最悪の事態への序章。後になってマイクはその時の彼女等の特徴について一切覚えていない事を後悔する破目に遭うのであった。
第3章 最初に断るべきだった
マイクのテーブルに「マグロとアボカド、トマトソースの冷製フェデリーニ」運ばれてきた。アルデンテよりも幾分時間をかけて茹でられたパスタは、その日のお薦めワインによく合った。二人はしばしの会話とこの時期にあったイタリアンを堪能していた。陶器と銀食器が擦れる音があたりを充満する。
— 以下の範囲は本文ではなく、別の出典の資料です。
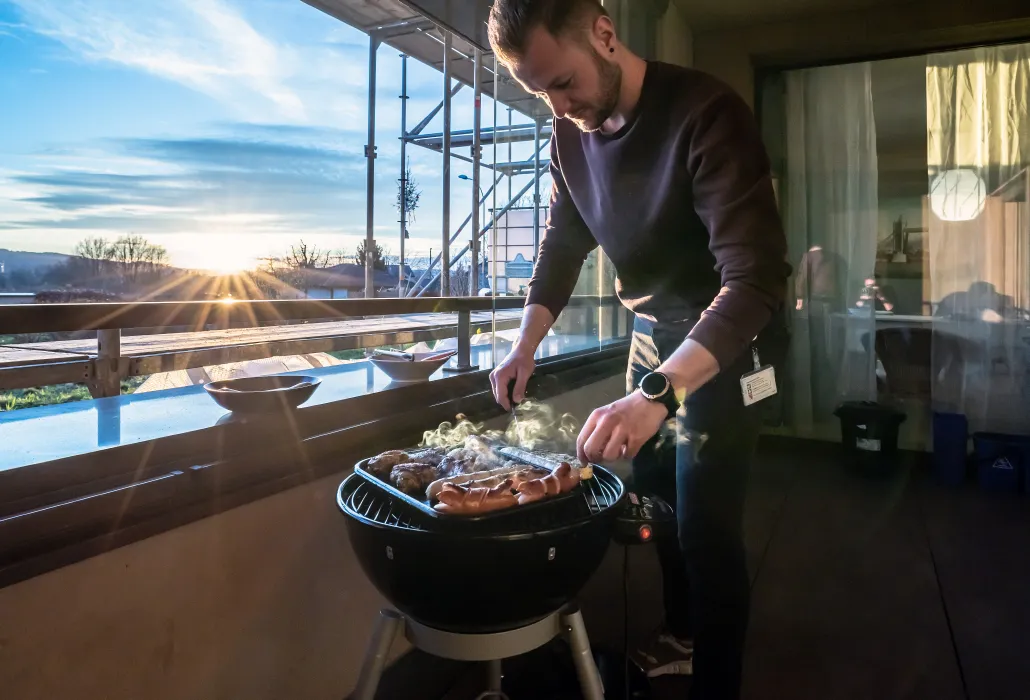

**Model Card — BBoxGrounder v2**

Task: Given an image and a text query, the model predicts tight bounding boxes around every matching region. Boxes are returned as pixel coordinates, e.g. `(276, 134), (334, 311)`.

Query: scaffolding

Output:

ただ、そんな時間は、 思った以上に早く過ぎて行くものだ。もともと、テーブルの両脇に揃えられた銀食器は内側へと向っており、あと一つ一番小さな物を残すのみとなっていた。
使い込んだスピードスターは21時45分を少し回っていた。他のテーブルから聞こえてくるにぎやかな会話が少しずつ減っていく。マイクはそろそろ、その時が近づくのを今までの経験から感じ取った。
そして、直ぐにその時はやって来た。
化粧室に席を立った彼女が奥の角を曲がるのを確認すると、同時にマイクは銃口にサイレンサーを装着した。
だが既に、本番を迎えるこの時になって、マイクは動揺していた。
わざわざ、45口径をも勝るこの武器を、あの女に使うべきなのか。
今日の再会まではこのカートリッジの中すべてが空になること、一発残らず撃ち切る事はやむを得ない事と信じてやまなかった。